Taliban forces have continued to resist the advance of opposition Northern Alliance forces, despite five days of U.S. bombardment of Taliban front lines.
Northern Alliance forces reported heavy fighting in northern Afghanistan. A spokesman for Northern Alliance senior commander Ustad Attah confirmed that Taliban fighters had recaptured Marmul, a town roughly 10 miles southeast of Mazar-e-Sharif. The Northern Alliance had taken Marmul from the Taliban just days ago.
Despite signs of Taliban durability, President Bush said the military strikes on Afghanistan are eroding the Taliban’s strength.
“We’re slowly but surely dismantling Taliban defenses, Taliban military installations, the Taliban command and control structure — all aimed at bringing the al-Qaida criminals to justice,” the president said in a speech at the White House.
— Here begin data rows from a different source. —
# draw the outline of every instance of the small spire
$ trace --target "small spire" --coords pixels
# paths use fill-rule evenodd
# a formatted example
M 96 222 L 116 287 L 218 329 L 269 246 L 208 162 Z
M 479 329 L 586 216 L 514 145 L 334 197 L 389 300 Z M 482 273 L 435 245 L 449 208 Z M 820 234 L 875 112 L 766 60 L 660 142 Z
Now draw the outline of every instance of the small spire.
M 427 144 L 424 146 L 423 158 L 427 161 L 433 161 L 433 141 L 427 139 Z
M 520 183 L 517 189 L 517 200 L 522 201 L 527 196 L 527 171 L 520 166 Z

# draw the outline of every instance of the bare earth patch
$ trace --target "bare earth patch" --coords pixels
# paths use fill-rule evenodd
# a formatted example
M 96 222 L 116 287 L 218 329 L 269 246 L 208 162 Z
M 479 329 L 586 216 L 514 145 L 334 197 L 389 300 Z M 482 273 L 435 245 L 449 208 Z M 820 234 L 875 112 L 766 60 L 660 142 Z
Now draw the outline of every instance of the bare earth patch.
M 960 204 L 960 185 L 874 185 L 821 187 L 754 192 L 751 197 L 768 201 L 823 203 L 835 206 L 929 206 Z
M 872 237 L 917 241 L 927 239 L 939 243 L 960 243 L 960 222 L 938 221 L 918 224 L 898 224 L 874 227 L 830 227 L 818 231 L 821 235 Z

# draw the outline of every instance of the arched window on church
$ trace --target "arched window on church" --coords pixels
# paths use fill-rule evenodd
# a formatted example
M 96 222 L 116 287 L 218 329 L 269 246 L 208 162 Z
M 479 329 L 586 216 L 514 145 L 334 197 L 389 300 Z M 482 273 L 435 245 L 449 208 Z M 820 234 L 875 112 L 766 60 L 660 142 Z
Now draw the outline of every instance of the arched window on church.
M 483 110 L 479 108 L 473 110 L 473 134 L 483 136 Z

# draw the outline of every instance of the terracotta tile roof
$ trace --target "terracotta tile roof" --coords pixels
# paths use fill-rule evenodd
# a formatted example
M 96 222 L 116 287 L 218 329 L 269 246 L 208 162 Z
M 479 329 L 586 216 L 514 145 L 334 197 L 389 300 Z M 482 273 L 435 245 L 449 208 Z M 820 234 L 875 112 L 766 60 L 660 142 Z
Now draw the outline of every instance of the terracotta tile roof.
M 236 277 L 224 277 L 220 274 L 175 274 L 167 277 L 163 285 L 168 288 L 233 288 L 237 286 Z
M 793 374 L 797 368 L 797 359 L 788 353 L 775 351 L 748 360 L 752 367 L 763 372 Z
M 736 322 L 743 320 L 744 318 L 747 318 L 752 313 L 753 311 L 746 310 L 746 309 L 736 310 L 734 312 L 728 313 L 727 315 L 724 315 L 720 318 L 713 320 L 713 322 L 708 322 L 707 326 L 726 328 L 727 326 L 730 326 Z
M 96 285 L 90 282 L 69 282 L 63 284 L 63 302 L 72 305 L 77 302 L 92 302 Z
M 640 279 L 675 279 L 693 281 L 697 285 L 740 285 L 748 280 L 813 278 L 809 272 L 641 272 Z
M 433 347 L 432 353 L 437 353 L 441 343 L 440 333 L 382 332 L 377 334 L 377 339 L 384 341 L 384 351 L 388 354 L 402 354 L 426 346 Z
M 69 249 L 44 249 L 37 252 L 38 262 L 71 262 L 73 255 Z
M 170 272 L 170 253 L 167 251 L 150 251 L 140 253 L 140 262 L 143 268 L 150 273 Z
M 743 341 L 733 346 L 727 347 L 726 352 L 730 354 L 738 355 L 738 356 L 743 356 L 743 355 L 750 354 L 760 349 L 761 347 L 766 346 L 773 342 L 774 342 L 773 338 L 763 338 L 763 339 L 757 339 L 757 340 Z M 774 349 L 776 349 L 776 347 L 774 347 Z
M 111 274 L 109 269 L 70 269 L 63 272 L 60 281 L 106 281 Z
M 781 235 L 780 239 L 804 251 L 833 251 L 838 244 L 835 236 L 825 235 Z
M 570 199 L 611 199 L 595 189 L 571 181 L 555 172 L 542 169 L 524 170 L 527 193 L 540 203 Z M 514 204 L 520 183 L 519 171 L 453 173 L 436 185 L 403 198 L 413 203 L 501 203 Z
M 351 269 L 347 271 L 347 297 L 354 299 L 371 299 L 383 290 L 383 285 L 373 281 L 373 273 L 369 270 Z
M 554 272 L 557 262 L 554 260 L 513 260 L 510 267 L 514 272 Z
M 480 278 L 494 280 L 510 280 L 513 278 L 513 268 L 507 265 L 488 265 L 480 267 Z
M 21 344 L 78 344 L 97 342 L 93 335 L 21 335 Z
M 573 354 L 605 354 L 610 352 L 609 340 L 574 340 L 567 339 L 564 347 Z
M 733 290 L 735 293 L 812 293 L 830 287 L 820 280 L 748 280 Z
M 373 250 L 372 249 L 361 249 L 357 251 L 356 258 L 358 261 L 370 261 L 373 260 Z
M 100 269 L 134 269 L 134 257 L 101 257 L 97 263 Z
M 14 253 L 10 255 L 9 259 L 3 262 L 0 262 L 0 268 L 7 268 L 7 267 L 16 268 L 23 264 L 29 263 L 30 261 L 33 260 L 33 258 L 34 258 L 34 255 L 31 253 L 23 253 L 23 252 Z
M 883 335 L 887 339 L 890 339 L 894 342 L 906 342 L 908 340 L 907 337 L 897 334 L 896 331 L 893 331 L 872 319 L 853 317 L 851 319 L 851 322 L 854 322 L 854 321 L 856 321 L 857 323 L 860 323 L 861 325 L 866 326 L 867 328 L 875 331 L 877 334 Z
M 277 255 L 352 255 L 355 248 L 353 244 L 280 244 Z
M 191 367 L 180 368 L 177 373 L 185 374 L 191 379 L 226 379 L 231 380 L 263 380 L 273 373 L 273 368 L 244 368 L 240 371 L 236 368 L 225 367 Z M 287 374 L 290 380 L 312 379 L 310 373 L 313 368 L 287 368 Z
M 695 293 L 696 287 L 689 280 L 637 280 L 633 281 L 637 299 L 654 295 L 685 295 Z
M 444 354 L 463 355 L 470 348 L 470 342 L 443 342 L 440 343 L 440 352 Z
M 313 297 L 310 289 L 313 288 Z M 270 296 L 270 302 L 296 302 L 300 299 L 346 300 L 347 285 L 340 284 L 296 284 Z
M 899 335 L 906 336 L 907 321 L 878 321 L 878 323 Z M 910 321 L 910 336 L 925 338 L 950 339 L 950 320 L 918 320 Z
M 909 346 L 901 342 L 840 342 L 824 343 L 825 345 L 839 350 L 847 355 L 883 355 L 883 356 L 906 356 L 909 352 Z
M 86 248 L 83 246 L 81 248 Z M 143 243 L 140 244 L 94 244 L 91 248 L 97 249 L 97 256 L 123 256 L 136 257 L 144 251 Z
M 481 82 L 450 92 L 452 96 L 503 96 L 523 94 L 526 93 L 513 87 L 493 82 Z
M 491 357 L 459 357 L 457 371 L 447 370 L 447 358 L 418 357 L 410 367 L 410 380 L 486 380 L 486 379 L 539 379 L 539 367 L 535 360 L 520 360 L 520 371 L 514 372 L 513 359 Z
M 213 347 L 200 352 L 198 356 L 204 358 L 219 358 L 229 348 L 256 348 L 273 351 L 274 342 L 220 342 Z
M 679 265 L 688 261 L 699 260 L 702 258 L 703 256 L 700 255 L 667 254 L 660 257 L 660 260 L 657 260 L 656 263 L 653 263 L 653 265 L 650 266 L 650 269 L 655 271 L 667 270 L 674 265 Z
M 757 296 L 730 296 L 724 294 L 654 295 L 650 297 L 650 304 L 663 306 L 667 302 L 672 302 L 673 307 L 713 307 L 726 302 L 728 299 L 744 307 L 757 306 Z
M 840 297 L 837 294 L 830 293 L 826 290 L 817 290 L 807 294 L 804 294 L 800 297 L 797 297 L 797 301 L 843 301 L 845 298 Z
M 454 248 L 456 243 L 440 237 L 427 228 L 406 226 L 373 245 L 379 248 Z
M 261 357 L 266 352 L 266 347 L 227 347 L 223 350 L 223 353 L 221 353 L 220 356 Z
Stufflebeem echoed the president’s confidence when asked if the military was bogged down.
“This is a very complicated operation,” Stufflebeem said. “We’re satisfied with the way the campaign is being conducted… If we don’t have patience, we have to learn to have the patience.”
Great Britain announced today that 200 Royal Marines commandos would join the military effort in Afghanistan. Armed Forces Minister Adam Ingram told Parliament the Royal Marines will be stationed on assault ships, with 400 additional special forces troops will be on standby.
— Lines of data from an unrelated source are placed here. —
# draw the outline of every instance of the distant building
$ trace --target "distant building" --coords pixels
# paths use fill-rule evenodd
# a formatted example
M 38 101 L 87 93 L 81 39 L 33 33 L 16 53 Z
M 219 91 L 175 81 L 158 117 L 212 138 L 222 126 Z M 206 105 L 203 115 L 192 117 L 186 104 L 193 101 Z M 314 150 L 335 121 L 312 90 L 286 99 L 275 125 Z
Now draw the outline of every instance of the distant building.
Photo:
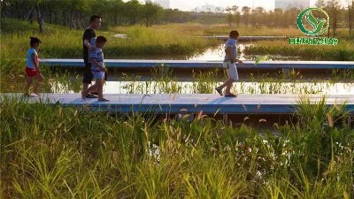
M 310 0 L 275 0 L 275 8 L 285 11 L 289 8 L 304 9 L 310 7 Z
M 213 4 L 205 4 L 204 5 L 202 5 L 200 7 L 196 7 L 193 9 L 194 11 L 200 12 L 200 11 L 205 11 L 205 12 L 222 12 L 223 11 L 222 7 L 217 7 Z
M 170 0 L 155 0 L 155 3 L 165 9 L 171 8 Z

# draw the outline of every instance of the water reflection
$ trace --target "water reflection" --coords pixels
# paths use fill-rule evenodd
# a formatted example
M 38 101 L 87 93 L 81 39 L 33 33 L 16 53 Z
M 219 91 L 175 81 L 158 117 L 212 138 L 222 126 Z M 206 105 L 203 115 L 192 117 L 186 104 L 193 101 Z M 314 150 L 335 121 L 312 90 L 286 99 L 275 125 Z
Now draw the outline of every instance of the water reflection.
M 196 81 L 107 81 L 105 94 L 162 94 L 162 93 L 215 93 L 214 88 L 222 82 Z M 53 93 L 79 93 L 81 83 L 68 86 L 56 82 L 51 86 Z M 331 82 L 236 82 L 235 93 L 242 94 L 320 94 L 354 95 L 354 83 Z
M 220 44 L 216 48 L 207 49 L 203 53 L 196 54 L 190 57 L 187 57 L 187 60 L 209 60 L 209 61 L 221 61 L 225 57 L 225 44 Z M 237 44 L 237 55 L 238 58 L 241 60 L 255 60 L 258 56 L 257 55 L 245 55 L 243 50 L 246 47 L 253 46 L 252 43 L 238 43 Z M 300 60 L 300 57 L 284 57 L 284 56 L 277 56 L 277 55 L 270 55 L 268 56 L 269 61 L 297 61 Z

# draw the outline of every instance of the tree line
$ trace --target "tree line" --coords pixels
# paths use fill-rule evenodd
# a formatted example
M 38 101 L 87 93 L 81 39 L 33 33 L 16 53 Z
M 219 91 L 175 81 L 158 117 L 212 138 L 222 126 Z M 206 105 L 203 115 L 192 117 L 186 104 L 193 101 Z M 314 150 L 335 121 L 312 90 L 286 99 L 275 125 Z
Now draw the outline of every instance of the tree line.
M 104 25 L 135 25 L 182 23 L 196 17 L 177 9 L 164 9 L 153 3 L 137 0 L 4 0 L 1 17 L 38 21 L 40 29 L 44 21 L 83 28 L 93 13 L 100 15 Z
Pentagon seeks high-tech solutions
Addressing longer-range problems, the Pentagon said today it is seeking help from private companies to develop high-tech solutions to aid the military campaign.
The Pentagon is hoping to develop ways to detect chemical or biological warfare agents before they are released, and ways to defuse such weapons without releasing the deadly contents.
Other high-tech solutions include devices to map caves, see through walls, identify specific Afghan languages from short snippets of conversations, and identify specific individuals through voice prints.
The Pentagon said it would expect to see results within a year or 18 months.